Voilà.  Que conclure ?  Un : que les équations et la réalité ne coïncident pas toujours.  Deux : que la réalité d’un temps irréversible n’est pas qu’une donnée biologique ou psychologique qu’on pourrait réduire à la subjectivité, mais également une donnée physique et objective, indépendante de nous, et nettement mieux établie que sa mise en équation.  Et trois : que temps physique et biologique font assez bon ménage.  Ceci dit, je n’ose ici me prononcer à propos du statut que Kant attribue au temps dans sa philosophie.

 

(1) Voir le billet du 25 août.

(2) Pareil exercice illustre une certaine liberté des conceptions par rapport à la réalité qu’elles visent.

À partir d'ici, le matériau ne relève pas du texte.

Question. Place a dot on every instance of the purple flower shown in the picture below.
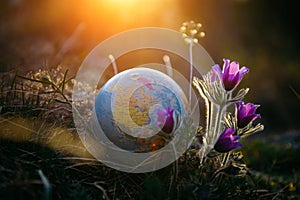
(231, 75)
(165, 119)
(227, 141)
(246, 113)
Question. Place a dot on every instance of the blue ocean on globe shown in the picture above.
(126, 108)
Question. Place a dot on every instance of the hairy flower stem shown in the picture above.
(191, 72)
(216, 114)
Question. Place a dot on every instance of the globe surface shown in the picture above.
(126, 109)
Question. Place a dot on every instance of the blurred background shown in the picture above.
(263, 35)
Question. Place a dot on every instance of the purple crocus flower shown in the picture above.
(246, 113)
(227, 141)
(165, 119)
(231, 75)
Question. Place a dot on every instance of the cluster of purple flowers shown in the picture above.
(231, 75)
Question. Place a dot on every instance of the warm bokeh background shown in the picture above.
(263, 35)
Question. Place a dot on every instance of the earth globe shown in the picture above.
(128, 108)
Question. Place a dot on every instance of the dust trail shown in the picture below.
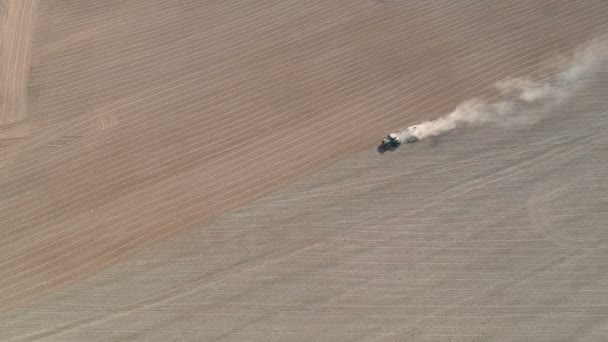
(522, 101)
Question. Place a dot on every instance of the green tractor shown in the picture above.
(391, 142)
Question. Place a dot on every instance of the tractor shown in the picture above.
(391, 142)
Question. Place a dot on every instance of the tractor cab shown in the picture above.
(391, 141)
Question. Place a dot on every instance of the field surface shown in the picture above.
(207, 170)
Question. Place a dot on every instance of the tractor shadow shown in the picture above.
(382, 149)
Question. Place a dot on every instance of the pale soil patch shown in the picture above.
(16, 29)
(154, 116)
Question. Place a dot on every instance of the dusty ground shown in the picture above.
(147, 120)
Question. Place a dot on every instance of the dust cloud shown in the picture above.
(521, 101)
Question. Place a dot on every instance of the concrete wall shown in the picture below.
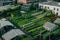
(55, 9)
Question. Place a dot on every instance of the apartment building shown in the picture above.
(6, 2)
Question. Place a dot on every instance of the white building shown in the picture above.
(50, 26)
(6, 2)
(54, 6)
(57, 21)
(12, 33)
(4, 22)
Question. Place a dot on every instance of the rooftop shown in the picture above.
(13, 33)
(51, 3)
(4, 22)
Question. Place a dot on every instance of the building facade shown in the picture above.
(54, 7)
(26, 1)
(6, 2)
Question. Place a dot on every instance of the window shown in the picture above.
(57, 9)
(48, 7)
(54, 8)
(45, 7)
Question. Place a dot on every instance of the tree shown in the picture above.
(33, 6)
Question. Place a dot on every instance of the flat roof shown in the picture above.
(51, 3)
(4, 22)
(12, 33)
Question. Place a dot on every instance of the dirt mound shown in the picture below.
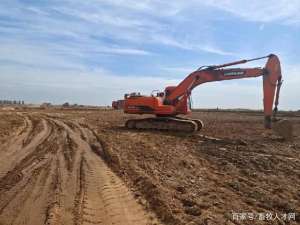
(51, 175)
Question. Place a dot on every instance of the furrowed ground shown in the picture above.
(84, 167)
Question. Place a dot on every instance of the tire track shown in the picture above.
(57, 178)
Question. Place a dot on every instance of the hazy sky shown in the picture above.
(94, 51)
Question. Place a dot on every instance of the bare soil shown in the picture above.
(84, 167)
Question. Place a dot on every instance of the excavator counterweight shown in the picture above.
(175, 100)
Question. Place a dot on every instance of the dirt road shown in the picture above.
(51, 173)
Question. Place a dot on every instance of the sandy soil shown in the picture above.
(51, 173)
(83, 167)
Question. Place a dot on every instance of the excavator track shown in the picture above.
(165, 124)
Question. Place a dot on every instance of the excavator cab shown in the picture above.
(175, 100)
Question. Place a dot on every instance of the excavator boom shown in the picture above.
(175, 99)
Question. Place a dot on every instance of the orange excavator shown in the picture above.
(175, 100)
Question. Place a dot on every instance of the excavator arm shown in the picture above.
(174, 100)
(271, 83)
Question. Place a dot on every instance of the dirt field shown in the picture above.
(83, 167)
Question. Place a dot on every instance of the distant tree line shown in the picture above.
(12, 102)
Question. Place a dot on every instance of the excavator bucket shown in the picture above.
(272, 84)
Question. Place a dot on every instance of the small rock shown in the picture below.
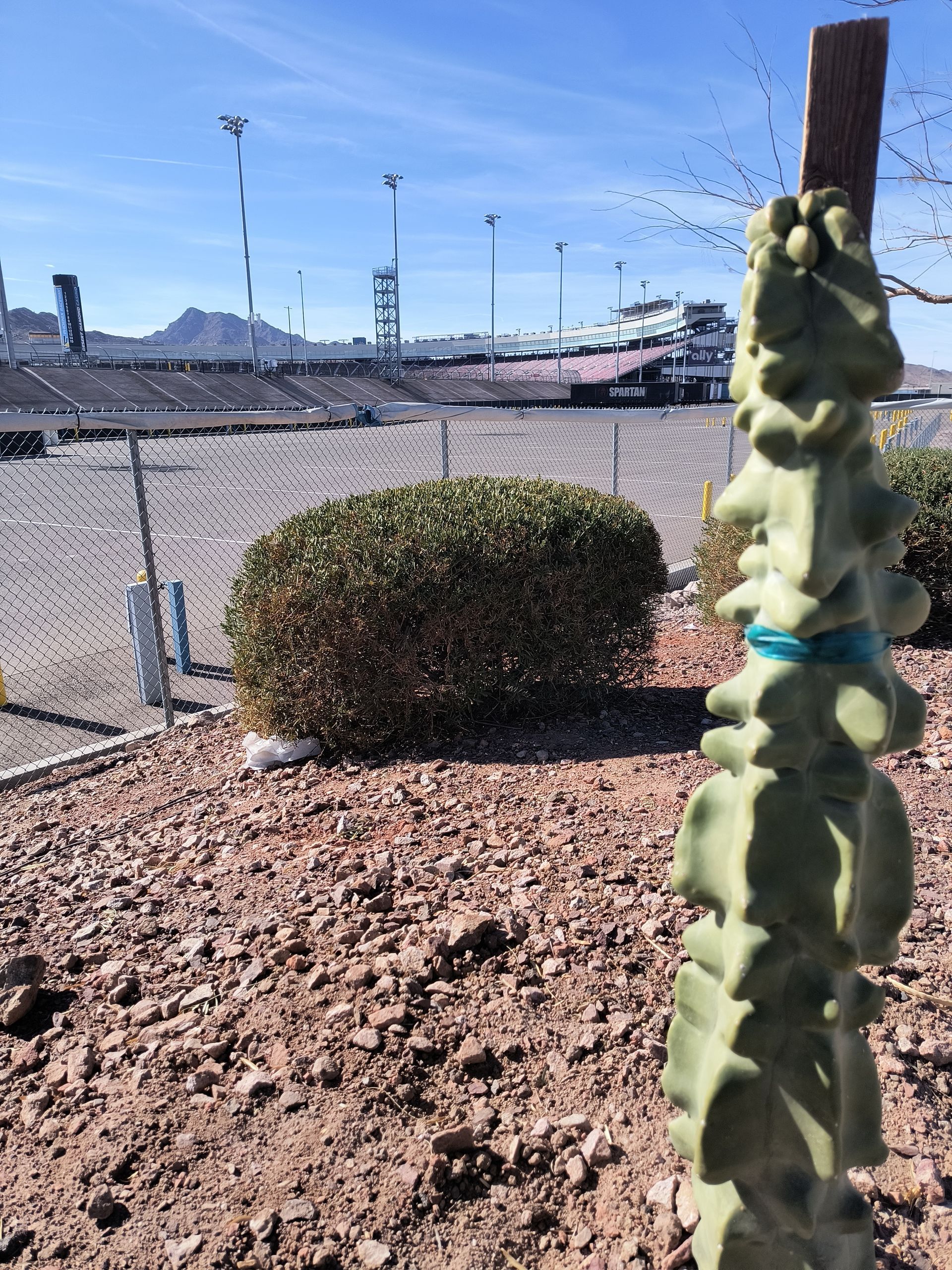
(472, 1053)
(179, 1253)
(930, 1180)
(253, 972)
(679, 1258)
(200, 995)
(575, 1123)
(253, 1083)
(865, 1183)
(200, 1081)
(293, 1099)
(662, 1194)
(298, 1210)
(420, 1046)
(936, 1052)
(389, 1016)
(368, 1039)
(373, 1254)
(325, 1069)
(54, 1251)
(263, 1223)
(668, 1232)
(19, 983)
(33, 1107)
(459, 1139)
(80, 1064)
(466, 930)
(686, 1206)
(101, 1205)
(597, 1150)
(359, 977)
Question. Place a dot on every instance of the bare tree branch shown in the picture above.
(908, 289)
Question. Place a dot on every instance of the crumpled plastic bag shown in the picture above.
(272, 751)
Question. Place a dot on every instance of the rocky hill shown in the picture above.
(26, 320)
(196, 327)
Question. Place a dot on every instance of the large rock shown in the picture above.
(19, 985)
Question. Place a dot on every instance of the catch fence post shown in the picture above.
(145, 535)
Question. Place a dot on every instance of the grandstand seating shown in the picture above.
(65, 389)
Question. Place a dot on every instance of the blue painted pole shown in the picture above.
(179, 627)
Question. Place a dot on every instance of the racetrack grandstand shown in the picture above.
(587, 369)
(664, 332)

(3) Note personnelle : on semble ici loin d’un hasard créateur d’ordre.  Ou bien il faudrait distinguer deux sortes d’ordre.  Le premier ordre serait homogène.  Le second consisterait en un ordre conjugué au désordre, tel que postulé par la théorie du chaos, et dérivé d’une néguentropie (et ) localement productrice des multiples niveaux d’organisation de la matière. 

(4) J’appellerais cela des modèles quantiques «géo-symétriques». ;-)

(5) Hawking distingue thermodynamique et psychologique, comme matière et esprit, sans doute à cause du souvenir évoqué.  Je conserve l’expression «temps biologique» plutôt que «temps psychologique», simplement parce qu’elle est plus incarnée et conforme à l’idée bergsonienne d’un noyau temporel sensori-moteur, plus concret qu’abstrait, enfin parce qu’elle colle à la notion de perception du temps.  Je rappelle que Leibniz concevait la notion d’une perception non consciente.  J’assume que l’organisation sensori-motrice peut servir de support au développement psychologique, à divers degrés dans l’échelle animale, ou même de substrat à l’inconscient psychologique.